Słowenki pokazały się z walecznej strony zwłaszcza w obronie. - Byłyśmy przygotowane na to, że ta piłka będzie wracać, bo Słowenki są zespołem walecznym, co pokazały w każdym meczu. Dużo obron, trzeba było grać cierpliwie, co się opłaciło - powiedziała Kaczorowska.

Choć reprezentacja Polski wygrała 3:0, to w końcówce ostatniego seta zrobiło się nerwowo. Biało-Czerwone dopadł przestój, a ich rywalki mogły pokusić się nawet o zwycięstwo. Na szczęście nasze siatkarki opanowały nerwy i spotkanie zakończyło się w trzech odsłonach.

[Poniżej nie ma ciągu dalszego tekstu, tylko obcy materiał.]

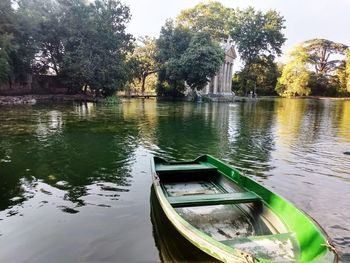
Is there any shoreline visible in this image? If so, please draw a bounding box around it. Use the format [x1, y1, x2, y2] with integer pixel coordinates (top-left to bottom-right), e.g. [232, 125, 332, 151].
[0, 94, 100, 105]
[0, 94, 350, 105]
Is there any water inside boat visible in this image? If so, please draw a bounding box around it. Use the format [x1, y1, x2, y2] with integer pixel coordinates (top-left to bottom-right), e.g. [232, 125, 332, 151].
[157, 166, 299, 262]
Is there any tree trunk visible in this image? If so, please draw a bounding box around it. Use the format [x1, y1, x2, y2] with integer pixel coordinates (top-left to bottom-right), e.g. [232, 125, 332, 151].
[7, 75, 12, 89]
[83, 84, 87, 95]
[141, 72, 148, 96]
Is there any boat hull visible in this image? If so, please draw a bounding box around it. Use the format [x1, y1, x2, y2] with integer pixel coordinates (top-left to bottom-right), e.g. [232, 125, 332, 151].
[152, 155, 337, 262]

- Trudno powiedzieć z czego to wynika, bo na pewno nie z braku chęci, te chęci są. Zmęczenie bierze swoje, ale nie tylko u nas, u przeciwniczek również. Wpadnie nam jedna bezpańska piłka, druga, trzecia i ta gra siada. Myślę, że to był nasz główny problem, niejednokrotnie rozmawiamy ze sobą i staramy się to niwelować. Mam nadzieję, że takich piłek będzie coraz mniej, a nawet nie będzie żadnej. Będziemy teraz grać z uśmiechem, z wiarą w każde zwycięstwo iść za każdą piłką, z wolą walki, serduchem. Naprawdę jeszcze wierzę w ten zespół i wierzę, że jesteśmy w stanie jeszcze tutaj pograć - zaznaczyła Anna Werblińska.

W niedzielnym spotkaniu z Holenderkami Werblińska w wyniku zderzenia w obronie z Pauliną Maj-Erwardt doznała urazu. - Z kolanem wszystko w porządku, naciągnęłam jedynie mięsień. Z takimi pierdołami trzeba grać, jeżeli chce się wygrywać i walczyć o coś na tych mistrzostwach Europy. Przyzwyczaiłam się do bólu, chcę pomóc, chcę wygrywać i chcę jeszcze tutaj coś zwojować - wyjaśniła przyjmująca.

Dzięki pokonaniu Słowenek podopieczne Jacka Nawrockiego wywalczyły awans do barażu o ćwierćfinał Mistrzostw Europy 2015. - Chciałabym, aby kolejny przeciwnik był po prostu w naszym zasięgu, żebyśmy go przeszły, bo o to teraz chodzi. Jest system pucharowy, kto przegra, jedzie do domu. My nie chcemy jechać do domu. O tyle dobrze, że znamy się z Białorusią - powiedziała Kaczorowska w Polsacie Sport.

Wielce prawdopodobne, że następnymi rywalkami Polek będą Białorusinki. Z tą drużyną nasze siatkarki znają się dobrze, bo rozegrały mecze kontrolne przed mistrzostwami Europy. - W każdym secie wychodził inny skład, trener testował różne zagrania. Zobaczymy. Wydaje mi się, że wynik jest otwarty. Mam nadzieję, że stres już z nas zszedł i pokażemy swoją spokojną siatkówkę - zaznaczyła Joanna Wołosz.

- Tutaj każdy mecz jest o być albo nie być, zdajemy sobie z tego sprawę. Turniej zaczyna się dla nas od nowa. Wierzę w swój zespół i jestem przekonana, że z meczu na mecz będzie coraz lepiej - podkreśliła Anna Werblińska.